Coronaviren und das „Severe Acute Respiratory Syndrome“ (SARS)

Was sind Viren?

  • Viren sind eine besondere Form infektiöser (ansteckungsfähiger)

    Strukturen, deren genetisches Material (Erbgut, Genom) entweder aus

    Desoxyribonukleinsäure (DNA) oder aus Ribonukleinsäure (RNA) besteht.

    Dieses ist von regelmäßig angeordneten Eiweißmolekülen (den

    Strukturproteinen), manchmal auch von einer weiteren, Fette (Lipide)

    enthaltenden Hüllmembran (envelope) mit charakteristischen Fortsätzen

    (Peplomeren, „spikes“) umgeben.

  • Viren sind sehr klein (ca. 20 bis 300 nm). Sie passieren daher

    Bakterien-dichte Filter und können nur mit dem Elektronenmikroskop

    sichtbar gemacht werden.

  • Im Gegensatz zu Mikroorganismen (Bakterien, Pilze, Protozoen)

    verfügen sie nicht über Stoffwechselenzyme für biologische Synthesen

    und sind deshalb auf die Enzyme einer Wirtszelle angewiesen.

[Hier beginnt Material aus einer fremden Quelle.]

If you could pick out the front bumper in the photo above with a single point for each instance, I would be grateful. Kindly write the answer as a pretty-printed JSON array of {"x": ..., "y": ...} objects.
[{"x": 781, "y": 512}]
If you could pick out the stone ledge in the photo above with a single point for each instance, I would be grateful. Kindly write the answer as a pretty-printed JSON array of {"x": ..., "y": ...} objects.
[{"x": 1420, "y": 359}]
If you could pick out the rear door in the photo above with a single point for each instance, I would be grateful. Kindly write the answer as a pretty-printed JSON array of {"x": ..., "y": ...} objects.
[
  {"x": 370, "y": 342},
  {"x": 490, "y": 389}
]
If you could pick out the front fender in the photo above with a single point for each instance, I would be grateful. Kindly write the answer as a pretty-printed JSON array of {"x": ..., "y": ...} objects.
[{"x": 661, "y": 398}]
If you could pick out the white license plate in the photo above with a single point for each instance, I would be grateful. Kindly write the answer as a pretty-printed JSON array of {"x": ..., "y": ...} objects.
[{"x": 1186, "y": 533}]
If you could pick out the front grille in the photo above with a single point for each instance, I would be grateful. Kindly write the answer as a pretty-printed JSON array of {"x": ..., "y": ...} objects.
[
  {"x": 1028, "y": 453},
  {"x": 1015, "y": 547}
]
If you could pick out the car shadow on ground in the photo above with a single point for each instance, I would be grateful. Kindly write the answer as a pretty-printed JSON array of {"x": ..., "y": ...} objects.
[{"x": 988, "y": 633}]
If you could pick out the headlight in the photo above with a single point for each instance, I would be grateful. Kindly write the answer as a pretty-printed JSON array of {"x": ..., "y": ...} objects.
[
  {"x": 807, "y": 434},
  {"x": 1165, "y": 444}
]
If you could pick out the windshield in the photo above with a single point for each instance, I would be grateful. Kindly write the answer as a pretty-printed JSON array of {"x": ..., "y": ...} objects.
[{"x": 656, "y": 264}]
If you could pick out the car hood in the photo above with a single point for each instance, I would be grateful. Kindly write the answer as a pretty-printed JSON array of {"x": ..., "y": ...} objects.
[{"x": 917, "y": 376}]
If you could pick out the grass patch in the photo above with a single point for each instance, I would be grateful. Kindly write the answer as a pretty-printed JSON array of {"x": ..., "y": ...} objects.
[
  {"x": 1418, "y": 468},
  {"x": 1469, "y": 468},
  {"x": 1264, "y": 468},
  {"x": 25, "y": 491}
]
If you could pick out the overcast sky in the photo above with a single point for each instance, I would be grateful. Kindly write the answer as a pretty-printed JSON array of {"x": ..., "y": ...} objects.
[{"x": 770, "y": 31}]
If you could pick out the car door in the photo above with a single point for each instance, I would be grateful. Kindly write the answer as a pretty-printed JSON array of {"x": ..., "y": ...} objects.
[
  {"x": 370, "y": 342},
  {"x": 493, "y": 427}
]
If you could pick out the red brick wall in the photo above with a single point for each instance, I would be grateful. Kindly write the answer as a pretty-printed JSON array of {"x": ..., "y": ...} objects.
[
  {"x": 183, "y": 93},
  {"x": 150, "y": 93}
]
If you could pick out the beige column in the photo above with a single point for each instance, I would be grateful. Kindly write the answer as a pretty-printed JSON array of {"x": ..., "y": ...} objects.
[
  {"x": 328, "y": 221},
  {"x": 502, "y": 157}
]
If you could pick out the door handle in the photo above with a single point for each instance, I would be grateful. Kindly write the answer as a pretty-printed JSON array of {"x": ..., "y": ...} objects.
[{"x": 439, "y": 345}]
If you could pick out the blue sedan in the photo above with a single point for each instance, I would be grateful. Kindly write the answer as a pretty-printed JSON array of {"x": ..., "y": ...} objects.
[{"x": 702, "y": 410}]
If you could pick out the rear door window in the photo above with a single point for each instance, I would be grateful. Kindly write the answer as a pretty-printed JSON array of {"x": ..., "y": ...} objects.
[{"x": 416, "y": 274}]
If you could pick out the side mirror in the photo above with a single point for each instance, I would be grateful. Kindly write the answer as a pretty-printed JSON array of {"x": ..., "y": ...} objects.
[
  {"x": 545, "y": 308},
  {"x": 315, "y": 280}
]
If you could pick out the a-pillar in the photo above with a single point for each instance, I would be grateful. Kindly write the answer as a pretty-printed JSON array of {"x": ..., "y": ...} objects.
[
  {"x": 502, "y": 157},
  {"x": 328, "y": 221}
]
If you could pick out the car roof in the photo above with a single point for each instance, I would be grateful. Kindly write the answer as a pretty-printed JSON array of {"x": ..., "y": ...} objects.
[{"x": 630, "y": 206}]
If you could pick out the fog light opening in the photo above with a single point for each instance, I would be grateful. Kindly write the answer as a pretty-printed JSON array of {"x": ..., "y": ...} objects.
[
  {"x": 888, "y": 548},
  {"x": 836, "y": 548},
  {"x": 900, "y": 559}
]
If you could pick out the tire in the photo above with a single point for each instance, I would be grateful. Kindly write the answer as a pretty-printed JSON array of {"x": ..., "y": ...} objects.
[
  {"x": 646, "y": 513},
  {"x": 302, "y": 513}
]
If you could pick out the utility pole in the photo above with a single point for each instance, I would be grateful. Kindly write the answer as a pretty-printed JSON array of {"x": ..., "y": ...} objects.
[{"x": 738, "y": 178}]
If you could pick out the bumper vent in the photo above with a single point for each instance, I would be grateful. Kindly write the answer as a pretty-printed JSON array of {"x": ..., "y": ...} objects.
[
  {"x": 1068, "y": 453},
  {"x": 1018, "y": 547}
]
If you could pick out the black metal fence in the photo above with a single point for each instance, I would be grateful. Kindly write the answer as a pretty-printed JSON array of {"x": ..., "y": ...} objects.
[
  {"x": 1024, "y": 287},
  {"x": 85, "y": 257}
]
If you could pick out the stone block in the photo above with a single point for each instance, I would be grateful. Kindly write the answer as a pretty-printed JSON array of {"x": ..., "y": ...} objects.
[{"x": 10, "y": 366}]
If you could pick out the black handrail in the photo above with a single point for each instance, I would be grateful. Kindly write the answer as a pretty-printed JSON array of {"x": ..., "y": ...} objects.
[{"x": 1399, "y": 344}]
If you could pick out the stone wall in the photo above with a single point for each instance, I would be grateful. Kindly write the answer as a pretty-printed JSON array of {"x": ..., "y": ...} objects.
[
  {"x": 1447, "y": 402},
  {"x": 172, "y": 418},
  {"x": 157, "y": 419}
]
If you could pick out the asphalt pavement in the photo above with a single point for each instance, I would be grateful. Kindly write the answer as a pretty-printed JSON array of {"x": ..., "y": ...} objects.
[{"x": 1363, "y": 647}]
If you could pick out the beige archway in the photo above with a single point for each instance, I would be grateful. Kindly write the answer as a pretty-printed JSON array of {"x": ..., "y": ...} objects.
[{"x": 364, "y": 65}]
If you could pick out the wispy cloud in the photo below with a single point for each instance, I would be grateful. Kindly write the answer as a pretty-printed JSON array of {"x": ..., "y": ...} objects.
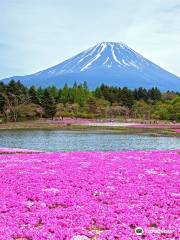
[{"x": 38, "y": 34}]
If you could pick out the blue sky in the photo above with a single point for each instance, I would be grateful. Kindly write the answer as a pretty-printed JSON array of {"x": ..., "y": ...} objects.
[{"x": 37, "y": 34}]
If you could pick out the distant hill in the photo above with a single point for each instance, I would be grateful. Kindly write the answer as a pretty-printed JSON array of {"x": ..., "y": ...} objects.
[{"x": 110, "y": 63}]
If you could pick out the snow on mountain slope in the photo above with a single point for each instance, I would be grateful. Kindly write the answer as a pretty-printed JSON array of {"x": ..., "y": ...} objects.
[{"x": 108, "y": 62}]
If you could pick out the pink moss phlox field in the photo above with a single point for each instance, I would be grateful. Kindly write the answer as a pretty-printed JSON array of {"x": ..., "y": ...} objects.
[
  {"x": 160, "y": 126},
  {"x": 81, "y": 196},
  {"x": 177, "y": 130}
]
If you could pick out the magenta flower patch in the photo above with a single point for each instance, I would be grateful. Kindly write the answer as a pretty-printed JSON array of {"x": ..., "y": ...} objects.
[{"x": 82, "y": 196}]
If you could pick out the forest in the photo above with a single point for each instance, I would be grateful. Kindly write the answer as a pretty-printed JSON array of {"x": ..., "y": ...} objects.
[{"x": 20, "y": 103}]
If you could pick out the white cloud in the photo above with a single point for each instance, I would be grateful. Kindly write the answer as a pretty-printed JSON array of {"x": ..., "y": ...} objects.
[{"x": 40, "y": 33}]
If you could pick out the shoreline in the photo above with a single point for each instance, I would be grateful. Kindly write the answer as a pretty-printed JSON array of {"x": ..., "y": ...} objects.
[{"x": 123, "y": 128}]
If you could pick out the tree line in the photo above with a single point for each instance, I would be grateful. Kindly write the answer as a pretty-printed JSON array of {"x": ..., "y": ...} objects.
[{"x": 19, "y": 103}]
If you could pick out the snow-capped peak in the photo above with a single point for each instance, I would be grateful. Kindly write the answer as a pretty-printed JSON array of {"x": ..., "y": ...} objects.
[
  {"x": 103, "y": 55},
  {"x": 107, "y": 62}
]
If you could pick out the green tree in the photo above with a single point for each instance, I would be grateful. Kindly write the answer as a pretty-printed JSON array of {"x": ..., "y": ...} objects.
[{"x": 48, "y": 104}]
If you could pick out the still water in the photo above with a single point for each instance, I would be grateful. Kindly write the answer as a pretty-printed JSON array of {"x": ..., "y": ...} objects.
[{"x": 83, "y": 141}]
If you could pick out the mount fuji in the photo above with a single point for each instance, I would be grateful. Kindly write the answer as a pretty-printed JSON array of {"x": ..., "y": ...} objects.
[{"x": 110, "y": 63}]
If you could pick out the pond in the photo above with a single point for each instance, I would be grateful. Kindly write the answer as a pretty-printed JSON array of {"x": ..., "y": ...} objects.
[{"x": 83, "y": 141}]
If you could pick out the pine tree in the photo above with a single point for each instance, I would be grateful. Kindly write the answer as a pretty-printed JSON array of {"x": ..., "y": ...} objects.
[
  {"x": 48, "y": 104},
  {"x": 34, "y": 95}
]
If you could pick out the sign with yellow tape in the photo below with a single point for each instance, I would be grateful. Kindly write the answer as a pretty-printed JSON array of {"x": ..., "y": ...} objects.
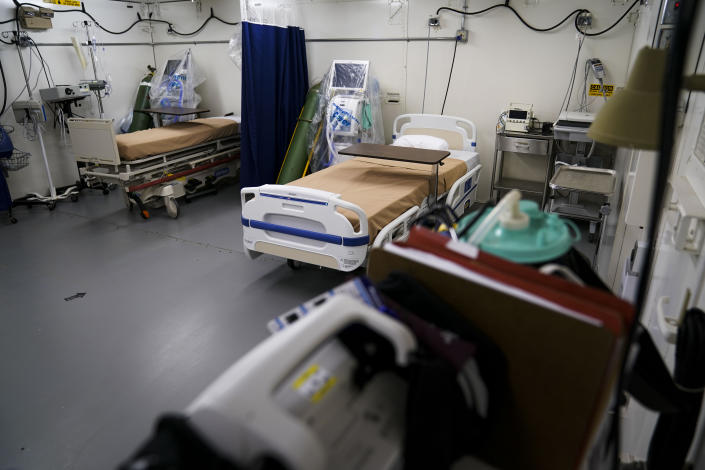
[
  {"x": 596, "y": 89},
  {"x": 68, "y": 3}
]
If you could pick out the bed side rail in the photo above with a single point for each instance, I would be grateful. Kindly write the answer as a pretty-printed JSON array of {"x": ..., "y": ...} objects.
[
  {"x": 303, "y": 224},
  {"x": 463, "y": 191}
]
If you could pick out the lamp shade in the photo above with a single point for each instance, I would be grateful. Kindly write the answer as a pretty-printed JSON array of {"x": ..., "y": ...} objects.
[{"x": 632, "y": 117}]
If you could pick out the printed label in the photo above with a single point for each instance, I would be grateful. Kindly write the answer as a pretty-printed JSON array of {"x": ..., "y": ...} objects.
[
  {"x": 221, "y": 172},
  {"x": 314, "y": 383},
  {"x": 596, "y": 90},
  {"x": 70, "y": 3}
]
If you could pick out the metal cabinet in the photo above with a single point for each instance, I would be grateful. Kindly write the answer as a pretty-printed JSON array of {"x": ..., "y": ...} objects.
[{"x": 536, "y": 150}]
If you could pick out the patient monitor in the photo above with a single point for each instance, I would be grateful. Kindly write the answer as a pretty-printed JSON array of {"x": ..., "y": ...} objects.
[
  {"x": 349, "y": 75},
  {"x": 347, "y": 88}
]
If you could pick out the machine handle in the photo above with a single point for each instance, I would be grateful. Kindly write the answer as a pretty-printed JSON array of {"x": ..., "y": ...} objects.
[
  {"x": 667, "y": 325},
  {"x": 576, "y": 230},
  {"x": 242, "y": 398}
]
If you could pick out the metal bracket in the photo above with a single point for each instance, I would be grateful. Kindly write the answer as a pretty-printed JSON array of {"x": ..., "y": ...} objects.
[{"x": 689, "y": 229}]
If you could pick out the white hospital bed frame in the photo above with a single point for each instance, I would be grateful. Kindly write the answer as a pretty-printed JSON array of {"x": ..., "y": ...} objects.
[
  {"x": 304, "y": 224},
  {"x": 154, "y": 178}
]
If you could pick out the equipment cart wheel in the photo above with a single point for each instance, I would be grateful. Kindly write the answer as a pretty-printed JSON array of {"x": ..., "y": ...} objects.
[
  {"x": 293, "y": 264},
  {"x": 135, "y": 199},
  {"x": 172, "y": 207}
]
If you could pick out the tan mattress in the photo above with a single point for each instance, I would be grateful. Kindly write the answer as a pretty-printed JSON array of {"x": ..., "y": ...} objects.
[
  {"x": 140, "y": 144},
  {"x": 383, "y": 189}
]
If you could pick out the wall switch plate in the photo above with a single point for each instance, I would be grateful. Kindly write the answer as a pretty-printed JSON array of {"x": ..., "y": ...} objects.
[
  {"x": 393, "y": 97},
  {"x": 585, "y": 19},
  {"x": 461, "y": 35}
]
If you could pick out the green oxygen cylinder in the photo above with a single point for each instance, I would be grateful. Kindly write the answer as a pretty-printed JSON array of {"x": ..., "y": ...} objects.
[
  {"x": 296, "y": 158},
  {"x": 141, "y": 120}
]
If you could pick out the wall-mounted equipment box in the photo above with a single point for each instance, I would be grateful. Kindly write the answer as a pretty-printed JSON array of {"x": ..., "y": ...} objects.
[{"x": 35, "y": 18}]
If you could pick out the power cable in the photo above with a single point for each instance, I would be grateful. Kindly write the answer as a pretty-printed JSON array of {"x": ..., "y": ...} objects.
[
  {"x": 613, "y": 24},
  {"x": 4, "y": 89},
  {"x": 136, "y": 22},
  {"x": 450, "y": 75},
  {"x": 576, "y": 12}
]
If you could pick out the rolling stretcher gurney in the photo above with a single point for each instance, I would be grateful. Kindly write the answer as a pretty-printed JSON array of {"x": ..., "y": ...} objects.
[
  {"x": 331, "y": 217},
  {"x": 343, "y": 388},
  {"x": 157, "y": 166}
]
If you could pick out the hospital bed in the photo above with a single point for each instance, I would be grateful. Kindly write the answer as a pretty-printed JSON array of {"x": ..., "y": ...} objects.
[
  {"x": 331, "y": 217},
  {"x": 157, "y": 166}
]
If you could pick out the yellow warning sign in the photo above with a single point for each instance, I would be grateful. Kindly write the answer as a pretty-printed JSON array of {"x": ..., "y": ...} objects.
[
  {"x": 596, "y": 90},
  {"x": 70, "y": 3}
]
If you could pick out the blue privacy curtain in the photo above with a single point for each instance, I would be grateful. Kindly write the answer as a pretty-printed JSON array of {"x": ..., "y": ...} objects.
[{"x": 274, "y": 86}]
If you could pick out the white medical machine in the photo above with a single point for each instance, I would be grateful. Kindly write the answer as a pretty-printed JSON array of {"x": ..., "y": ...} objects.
[
  {"x": 519, "y": 117},
  {"x": 294, "y": 397}
]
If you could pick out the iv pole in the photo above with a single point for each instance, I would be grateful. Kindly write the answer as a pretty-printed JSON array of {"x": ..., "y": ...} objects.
[
  {"x": 91, "y": 45},
  {"x": 50, "y": 200}
]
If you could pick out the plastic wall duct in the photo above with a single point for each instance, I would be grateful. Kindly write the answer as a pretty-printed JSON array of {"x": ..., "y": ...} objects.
[{"x": 296, "y": 158}]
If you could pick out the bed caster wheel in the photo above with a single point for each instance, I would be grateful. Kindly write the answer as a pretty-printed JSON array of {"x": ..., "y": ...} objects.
[
  {"x": 172, "y": 207},
  {"x": 293, "y": 264}
]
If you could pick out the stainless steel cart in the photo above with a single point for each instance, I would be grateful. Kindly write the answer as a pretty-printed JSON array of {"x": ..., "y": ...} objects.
[{"x": 579, "y": 192}]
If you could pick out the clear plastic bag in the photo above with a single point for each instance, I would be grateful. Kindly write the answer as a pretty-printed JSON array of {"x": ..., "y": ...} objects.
[
  {"x": 235, "y": 47},
  {"x": 346, "y": 115},
  {"x": 174, "y": 85}
]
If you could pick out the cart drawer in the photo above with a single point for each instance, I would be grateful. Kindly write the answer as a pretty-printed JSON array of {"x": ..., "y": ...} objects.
[{"x": 519, "y": 145}]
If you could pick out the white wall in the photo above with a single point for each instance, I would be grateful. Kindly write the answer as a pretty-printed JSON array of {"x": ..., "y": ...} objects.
[
  {"x": 221, "y": 90},
  {"x": 502, "y": 62},
  {"x": 126, "y": 64}
]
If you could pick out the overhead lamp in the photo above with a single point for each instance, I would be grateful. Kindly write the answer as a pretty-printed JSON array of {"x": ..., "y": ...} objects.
[{"x": 632, "y": 118}]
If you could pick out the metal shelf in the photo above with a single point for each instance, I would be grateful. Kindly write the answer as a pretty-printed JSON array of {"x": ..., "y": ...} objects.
[
  {"x": 527, "y": 145},
  {"x": 536, "y": 187}
]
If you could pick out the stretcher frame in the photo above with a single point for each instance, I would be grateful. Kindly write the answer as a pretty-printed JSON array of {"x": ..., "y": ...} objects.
[
  {"x": 155, "y": 178},
  {"x": 304, "y": 224}
]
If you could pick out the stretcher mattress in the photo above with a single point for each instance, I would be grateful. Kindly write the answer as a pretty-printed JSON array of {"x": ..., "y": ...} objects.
[
  {"x": 140, "y": 144},
  {"x": 382, "y": 189}
]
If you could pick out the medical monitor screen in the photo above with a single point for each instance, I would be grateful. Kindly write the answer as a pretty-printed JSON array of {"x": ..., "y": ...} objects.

Sie werden

    nicht durch Teilung vermehrt, sondern ausschließlich von ihrer

    Nukleinsäure in der infizierten Zelle reproduziert.

  • Außerhalb einer Zelle existiert zumeist nur das infektiöse Viruspartikel (Virion).

  • Nur wenige Virostatika (chemische Substanzen, die durch

    Hemmung der Virusreproduktion eine Therapie virusbedingter

    Infektionskrankheiten ermöglichen) sind bekannt (z.B. gegen

    Herpes-simplex-Virus, Vaccinia-Virus, HIV).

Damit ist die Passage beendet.